Bendeki susmayan parçamı kabul ettim. Hayatta kalmam için bana öğretilenlerle artık büyüdüm. Kendi kontrolümü elime almaya niyet ettim.
Zihnimiz bizim bir parçamız. Ama parçamız olmasına rağmen, sanki zaman zaman bizden bağımsız hareket edebiliyor.

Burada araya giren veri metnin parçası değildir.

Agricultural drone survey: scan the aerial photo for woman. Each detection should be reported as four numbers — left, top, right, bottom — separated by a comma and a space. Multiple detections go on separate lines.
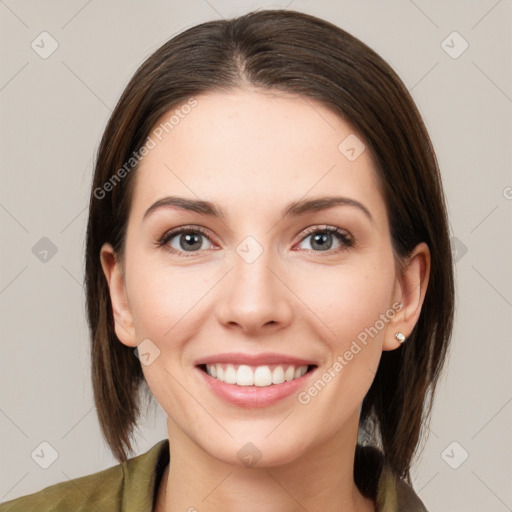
0, 10, 454, 512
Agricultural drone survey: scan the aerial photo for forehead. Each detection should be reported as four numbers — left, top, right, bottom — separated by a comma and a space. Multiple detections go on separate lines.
132, 89, 384, 222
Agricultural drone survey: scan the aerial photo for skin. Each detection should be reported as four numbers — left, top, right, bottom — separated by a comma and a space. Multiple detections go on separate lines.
101, 88, 430, 512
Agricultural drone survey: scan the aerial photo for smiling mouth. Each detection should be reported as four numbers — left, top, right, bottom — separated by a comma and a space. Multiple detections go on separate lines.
199, 363, 316, 387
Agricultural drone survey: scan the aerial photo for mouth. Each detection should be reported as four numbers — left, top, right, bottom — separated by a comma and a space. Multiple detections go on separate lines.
196, 354, 318, 408
198, 363, 316, 388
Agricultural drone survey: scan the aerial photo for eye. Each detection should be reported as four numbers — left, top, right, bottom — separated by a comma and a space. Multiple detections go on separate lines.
157, 226, 212, 257
294, 226, 354, 252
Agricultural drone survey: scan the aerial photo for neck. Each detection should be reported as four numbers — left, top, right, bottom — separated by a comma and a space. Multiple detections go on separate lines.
156, 412, 375, 512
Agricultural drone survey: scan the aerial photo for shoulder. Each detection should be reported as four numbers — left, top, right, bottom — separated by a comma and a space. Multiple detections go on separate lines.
0, 439, 169, 512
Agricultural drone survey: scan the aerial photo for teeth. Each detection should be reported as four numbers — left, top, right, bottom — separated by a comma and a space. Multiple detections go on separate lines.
206, 364, 308, 387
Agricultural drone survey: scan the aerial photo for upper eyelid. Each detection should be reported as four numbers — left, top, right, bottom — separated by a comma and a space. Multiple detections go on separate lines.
159, 224, 355, 248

Susmak bilmeden, bir an boşluk bulduğunda, bir de bakıyorsun ki uçmuş gitmiş. Nerelere gitmiş, neler olmuş, neler görmüş, anlat deseniz anlatamayız bile.

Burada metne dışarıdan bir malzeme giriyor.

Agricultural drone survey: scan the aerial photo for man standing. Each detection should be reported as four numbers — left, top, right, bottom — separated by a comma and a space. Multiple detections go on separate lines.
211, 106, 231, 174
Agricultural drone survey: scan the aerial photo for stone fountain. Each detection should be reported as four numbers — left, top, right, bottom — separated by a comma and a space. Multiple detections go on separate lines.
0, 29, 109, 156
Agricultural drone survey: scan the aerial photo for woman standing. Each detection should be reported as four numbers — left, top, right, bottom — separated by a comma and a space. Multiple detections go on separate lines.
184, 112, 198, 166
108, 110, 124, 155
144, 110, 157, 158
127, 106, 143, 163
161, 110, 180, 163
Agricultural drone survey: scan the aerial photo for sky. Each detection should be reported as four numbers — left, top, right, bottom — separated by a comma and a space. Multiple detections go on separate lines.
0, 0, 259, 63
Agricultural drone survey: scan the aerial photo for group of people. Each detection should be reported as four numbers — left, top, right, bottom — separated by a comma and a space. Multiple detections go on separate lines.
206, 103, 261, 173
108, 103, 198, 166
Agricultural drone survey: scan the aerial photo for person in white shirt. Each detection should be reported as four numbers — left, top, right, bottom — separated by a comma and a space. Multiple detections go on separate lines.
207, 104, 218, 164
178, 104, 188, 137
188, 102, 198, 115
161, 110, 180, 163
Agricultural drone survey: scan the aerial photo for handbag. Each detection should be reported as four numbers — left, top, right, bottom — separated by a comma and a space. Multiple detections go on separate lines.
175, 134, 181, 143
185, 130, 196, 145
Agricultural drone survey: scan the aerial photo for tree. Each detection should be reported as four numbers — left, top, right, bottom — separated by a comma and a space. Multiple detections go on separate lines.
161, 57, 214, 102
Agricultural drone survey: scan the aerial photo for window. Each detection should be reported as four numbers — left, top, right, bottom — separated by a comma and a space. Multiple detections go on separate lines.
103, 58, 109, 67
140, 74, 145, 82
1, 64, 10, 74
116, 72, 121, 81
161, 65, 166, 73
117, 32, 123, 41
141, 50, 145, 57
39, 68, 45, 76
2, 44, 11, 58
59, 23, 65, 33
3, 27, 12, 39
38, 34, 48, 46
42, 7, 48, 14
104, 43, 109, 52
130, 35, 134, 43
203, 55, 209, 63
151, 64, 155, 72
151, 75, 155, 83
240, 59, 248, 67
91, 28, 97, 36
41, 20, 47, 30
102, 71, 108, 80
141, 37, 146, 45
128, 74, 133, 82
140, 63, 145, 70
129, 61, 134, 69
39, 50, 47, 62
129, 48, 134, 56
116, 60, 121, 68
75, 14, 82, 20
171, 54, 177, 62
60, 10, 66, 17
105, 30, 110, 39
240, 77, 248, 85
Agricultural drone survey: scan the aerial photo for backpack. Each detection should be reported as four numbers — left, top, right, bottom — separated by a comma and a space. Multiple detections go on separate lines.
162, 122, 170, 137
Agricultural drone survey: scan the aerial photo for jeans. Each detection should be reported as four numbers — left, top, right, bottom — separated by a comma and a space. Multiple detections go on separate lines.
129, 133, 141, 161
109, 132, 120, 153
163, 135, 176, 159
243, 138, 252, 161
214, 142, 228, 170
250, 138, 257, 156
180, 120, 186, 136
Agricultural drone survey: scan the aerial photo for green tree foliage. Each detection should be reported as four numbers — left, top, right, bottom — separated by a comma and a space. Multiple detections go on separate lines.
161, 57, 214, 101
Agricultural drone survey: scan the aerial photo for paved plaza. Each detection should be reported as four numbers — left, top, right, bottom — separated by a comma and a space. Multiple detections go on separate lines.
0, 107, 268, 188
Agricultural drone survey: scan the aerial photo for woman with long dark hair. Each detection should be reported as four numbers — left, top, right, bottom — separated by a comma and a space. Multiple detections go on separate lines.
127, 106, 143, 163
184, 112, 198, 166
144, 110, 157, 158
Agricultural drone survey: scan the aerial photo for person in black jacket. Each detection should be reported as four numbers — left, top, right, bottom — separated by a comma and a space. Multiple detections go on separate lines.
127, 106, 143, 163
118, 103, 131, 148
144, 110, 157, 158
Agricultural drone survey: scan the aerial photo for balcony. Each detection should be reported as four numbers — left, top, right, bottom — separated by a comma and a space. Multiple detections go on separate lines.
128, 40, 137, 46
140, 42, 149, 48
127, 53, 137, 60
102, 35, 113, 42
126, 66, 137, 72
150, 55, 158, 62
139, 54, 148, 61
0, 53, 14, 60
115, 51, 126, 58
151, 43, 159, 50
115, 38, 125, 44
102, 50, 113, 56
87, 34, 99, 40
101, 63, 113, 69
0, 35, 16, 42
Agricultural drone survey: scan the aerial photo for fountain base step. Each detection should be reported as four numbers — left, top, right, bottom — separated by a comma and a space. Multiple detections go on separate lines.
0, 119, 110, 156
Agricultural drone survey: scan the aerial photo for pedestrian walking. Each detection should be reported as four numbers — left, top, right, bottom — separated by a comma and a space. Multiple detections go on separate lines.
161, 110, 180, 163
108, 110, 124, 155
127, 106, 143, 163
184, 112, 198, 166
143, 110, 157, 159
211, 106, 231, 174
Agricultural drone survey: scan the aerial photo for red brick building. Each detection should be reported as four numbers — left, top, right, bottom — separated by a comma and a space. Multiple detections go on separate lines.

ZİHİN nerede, kontrolü kimde, anlaşılmayan bir şekilde öylesine dolaşıp durur; geçmişte, gelecekte, sonra yine geçmişte derken gerçeklikten uzaklaşır ve de uygularımız aktifleşir. Sanki o anda, o olayı yaşıyormuşçasına kontrolü kaybederiz; o duygunun götürdüğü yerde alıveririz soluğu. Hem de öyle apar topar hızla gerçekleşir ki tüm bunlar. Her şey bir anda oluverir. Ve birden AN elimizden gidiverir.
Bizi AN’dan ayırır zihnimiz. O zihin alır götürür bizi.
Birden bire kendimize geldiğimizde ‘ayyy dalmışım” bile deriz.
Peki biz zihnimizi kullanabilecek miyiz?
Aslında zihnimizi AN’ı yaşamak için kullanmaya başladığımızda, enerjimiz bize akmaya başlar. O zaman AN bizim için işler, bizim için çalışır.
Zihnimiz ne kadar kontrolsüz olursa, yaşam enerjimiz de bir o kadar düşük olur. Hiçbir şeye yetişemez, sürekli unutur, sürekli karmaşa içinde hisseder, korku üretir, kaygı halimiz artar, endişe duyarız…ve de belli bir süre sonra bedenimiz hastalanabilir bile.
Geçtiğimiz pandemi dönemi de tam böyle bir dönemdi. Zihnimiz sürekli belirsizlik ile bizi test edip durdu. Gelecek kaygılarımız arttı, hayatta kalma içgüdümüz korkularımızı coşturdu. Kendimiz hayatta kalmayı başarsak bile, belki de sevdiklerimizi bir daha görememe düşüncesi girince işin içine, korkularımız daha da katlandı. Bu da yetmezmiş gibi evlerimizde kapalı kaldık. Yalnızlıkla baş etmek durumunda kaldık.
Ve zihnimiz susmadı. Sürekli üretti.
Aslında zihnin tek amacı bizi hayatta tutmak. Yani yaşatmak.
Peki bizim amacımız ne? belki de bunu anlamamız gerekiyor bu günlerde.
Öncelikle şu an yaşadığımızın bilincine varmalıyız.
Bundan önce de yaşıyorduk. Evlere kapanmadan önce de, kısıtlamalar gelmeden önce de yaşıyorduk.
Sanki her an her şey olabilir, yaşam sonlanabilir ve de bizim her şeyimiz yarım kalabilir. Zihin sürekli bize baskı yapıyor; tamamlanmak üzere çalışıp duruyor. Belirsizlikler de artınca işin içinden çıkamıyor.
Çıkmanın bir yolu var mı? Zihin susar mı?
Zihin susmaz. Ve de onun çalışmasına da ihtiyacımız var.
Yapmamız gereken ne peki?
Onu çalıştıranın biz olduğunu kabul etmemiz gerekiyor.
Zihnimiz bizden ayrı bir parça değil ki. O da bizim bir parçamız. Ve onun kontrolü bizde. Aynı vücudumuzdaki diğer parçalarımız gibi.
Biz iyi hissetmek için kötü hissetmemeye çalışıyoruz. Negatif duygularımızı yok saymaya çalışıyoruz. Zihnimiz de her olumsuzluğu tehdit olarak algılayıp, savunmaya geçiyor.
Evrende olması gereken oluyor.
Yani biz yine kendimize dönüyoruz. Çünkü bütüne geçebilmenin yolu “kendinden” başlıyor.
Bu süreç hepimize kendimizi işaret ediyor.
Kabule geçelim. Başlangıç noktası sensin. Kabul et.
Fark et ki sen biriciksin; her şeyinle, varlığınla teksin. Bir bütünün de parçasısın. Teksin ama yalnız değilsin.
Net ol, bu hayatta yaşamak sana ait. Varlığına inan. Kendine inan. Geçmişte değil, gelecekte değil, sen AN’dasın.
Unutma, şu AN’da olmazsan, o zaman gelecekte hiç olmayacaksın.
Zihninle değil, kalbinle yaşa. Kalbin yeter. Kalbimle yaşamaya niyet ettim.